On ne s’indigne plus de rien. Ce qui, hier encore, aurait scandalisé passe aujourd’hui pour une bonne idée. Et ceux qui proposent ces bonnes idées ne s’embarrassent même plus de prendre des pincettes. On y va direct et sans complexe, à balles réelles.
« Mieux que des cours particuliers : du soutien scolaire toute l’année. » « Le tout à prix plancher. » « Donnés par des enseignants qualifiés. » « Tu souhaites créer une antenne dans ton école ? Contacte notre responsable. »
L’ASBL Enseignons.be propose aux parents d’inscrire leurs enfants à des cours de soutien scolaire organisés le mercredi après-midi. Ces cours sont donnés dans les locaux
des écoles qui acceptent, semble-t-il, de participer à leur promotion et sont pris en charge par des enseignants qui seront payés 1300 euros par an (pour combien de prestations ?) Les élèves seraient regroupés par groupes de 7 élèves maximum et paieraient 10 euros l’heure. Par ce système, Enseignons.be affirme épargner aux parents le recours aux leçons particulières couteuses et ne répondant pas vraiment à leurs attentes. Et les cibles sont nommées : « Les cours posant le plus de soucis aux
étudiants : mathématiques, langues, sciences et français, plus CEB et CE1D. »
Comment s’en étonner ? Vu le taux record de redoublement dans l’enseignement francophone, on pouvait s’attendre à des tentatives de réponses alléchées. Il y a un marché à prendre et certains s’y engouffrent.
Mais, en ajoutant de l’école à l’école, vont-ils réussir à diminuer l’échec scolaire ? Et, ce qui est particulièrement choquant ici, c’est que dans et grâce aux écoles, des cours payants seront proposés aux élèves pour compenser des difficultés que l’école elle-même a produites et devrait, donc, en principe, être en mesure de prendre en charge. Il s’agit tout de même de l’enseignement obligatoire et d’écoles financées par les pouvoirs publics (nous tous) avec le projet d’assurer une formation de qualité à tous. Si l’école produit de l’exclusion, c’est avec les écoles, dans les écoles et avec les moyens
des écoles qu’il faut y remédier.
Les enquêtes PISA successives démontrent que l’enseignement francophone est un des plus inégalitaires. Il ne remplit donc plus son rôle démocratique. Enseignons.be corrigerait ce manquement en proposant des cours de soutien à « des prix démocratiques ». Le sens d’un adjectif peut varier avec le nom auquel il s’accorde. À partir de quand des prix sont-ils démocratiques ? Quand ils servent à payer un service qui devrait en principe être gratuit ? Les enfants dont les parents font face à de grandes difficultés financières auront-ils accès à ces cours ? Non, bien évidemment. C’est du bizness pas de la philanthropie.

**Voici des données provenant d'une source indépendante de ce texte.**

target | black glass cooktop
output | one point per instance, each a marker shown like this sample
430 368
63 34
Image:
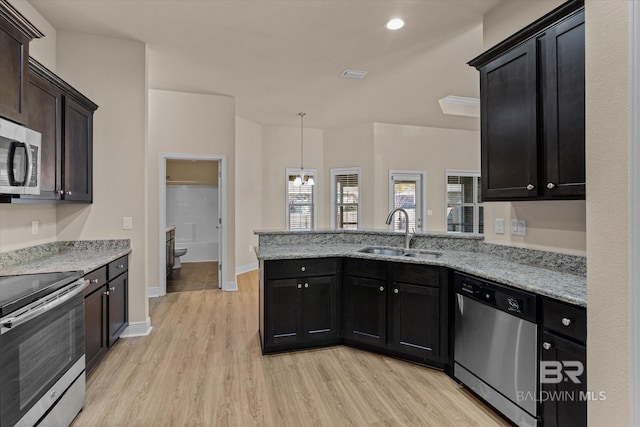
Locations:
18 291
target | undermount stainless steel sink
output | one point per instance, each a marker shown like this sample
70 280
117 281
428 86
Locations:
412 253
382 251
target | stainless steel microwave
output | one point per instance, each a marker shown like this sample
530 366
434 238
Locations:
19 159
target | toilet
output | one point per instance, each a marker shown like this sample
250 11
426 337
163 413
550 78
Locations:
177 253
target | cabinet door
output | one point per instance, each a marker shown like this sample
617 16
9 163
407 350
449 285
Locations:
365 311
282 311
95 320
14 57
415 320
78 152
569 409
509 125
563 92
44 103
118 307
319 308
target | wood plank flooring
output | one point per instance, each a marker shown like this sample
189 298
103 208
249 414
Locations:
193 276
202 366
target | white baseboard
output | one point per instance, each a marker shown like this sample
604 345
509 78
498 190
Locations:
246 268
154 292
137 329
230 286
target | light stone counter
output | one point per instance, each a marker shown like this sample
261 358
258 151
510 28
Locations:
553 275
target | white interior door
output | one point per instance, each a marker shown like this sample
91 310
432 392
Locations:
406 192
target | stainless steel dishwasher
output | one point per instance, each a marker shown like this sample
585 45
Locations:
495 346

Pourquoi certaines écoles ouvrent-elles leurs portes à ce marché et surtout quelles sont ces écoles qui font leurs les slogans d’Enseignons.be ? Auraient-elles renoncé
aux missions qui sont les leurs « faute de moyens » ? Où cherchent-elles à attirer de nouveaux clients en proposant intramuros des supercoachs pas chers ? Demain, choisira-t-on une école parce qu’elle offre des services de soutien scolaire payants à prix « démocratiques » ?
Enseignons.be recrute au moyen d’affiches et de plaquettes publicitaires qui n’ont rien à envier à celles d’une entreprise commerciale : enseignante charmante, enfants souriants et heureux d’être là…, slogans accrocheurs qui interpellent quelque peu.
« L’enseignant devient un coach qui va aider l’élève à progresser et essayer de l’amener au maximum. »
Qui seraient ces enseignants (nos collègues) qui, tout au long de la journée,
ne produiraient que du redoublement et, une fois arrivé le mercredi après-midi, deviendraient des supercoachs et réussiraient enfin à faire progresser un élève parce qu’il a bien voulu payer 10 euros ? Par quelle magie, un enseignant ordinaire (vous et moi ?) deviendrait- il un prof super performant lorsque le mercredi, midi sonné, il enfilerait
sa cape d’Enseignons.be ? D’autant plus qu’il risque de se retrouver devant des élèves venus d’écoles différentes, de classes différentes, présentant des difficultés différentes et des niveaux différents. Élèves dont il ne connait rien et qu’il ne rencontrera que le mercredi…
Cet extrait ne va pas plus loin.